Title: When BPDH deciedes to go non contact with kids how much blame do you get? Post by: awomanlearning on September 20, 2013, 05:35:31 AM Last friday things came to a head with father and daughter age 8. He tried to tell her mom is keeping him from seeing her she knows the truth i would like him in their lives a lot more (my own daddy issues lol adored mine) and called him a liar there were other things but at the end of the skype conversation, which he was recording, he found out shes not in therapy but tells me everything she feels. Long and short of it daughter doesnt want to talk to dad because he hurt mommies feelings, he was laughing and shouting got you to me via skype daughter was witness to this behaviour.
Now its been a week since his contacted the children via skype he cant phone because i changed my number his was threatening via text i had enough of the mind games and changed my number straight away.
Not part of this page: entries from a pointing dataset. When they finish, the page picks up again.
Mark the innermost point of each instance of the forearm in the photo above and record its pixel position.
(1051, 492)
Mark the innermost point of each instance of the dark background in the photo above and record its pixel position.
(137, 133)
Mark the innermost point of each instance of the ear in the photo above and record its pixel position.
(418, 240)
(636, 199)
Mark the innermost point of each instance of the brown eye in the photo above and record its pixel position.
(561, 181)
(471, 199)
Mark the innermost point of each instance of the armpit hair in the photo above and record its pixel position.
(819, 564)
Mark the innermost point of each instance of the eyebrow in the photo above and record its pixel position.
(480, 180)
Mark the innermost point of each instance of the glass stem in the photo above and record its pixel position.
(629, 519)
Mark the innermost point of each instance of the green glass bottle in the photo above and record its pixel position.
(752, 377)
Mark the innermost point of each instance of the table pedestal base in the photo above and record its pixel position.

There is no reason i can see that he hasnt contacted his children there is skype and email at his disposal and yet nothing. The scarest thing is my daughter has said to me shes isnt missing her dad twice now on different days when i asked her if her dad skyped. That sends shivers down my spine that she feels like this, again my daddy issues i want there to be a relationship. I have asked her to leave a message on skype for him she has done anything yet. So when you ex stops talking to the kids how much blame is placed at your door for their decision? Title: Re: When BPDH deciedes to go non contact with kids how much blame do you get? Post by: DreamGirl on September 20, 2013, 10:51:03 AM I'm a little confused.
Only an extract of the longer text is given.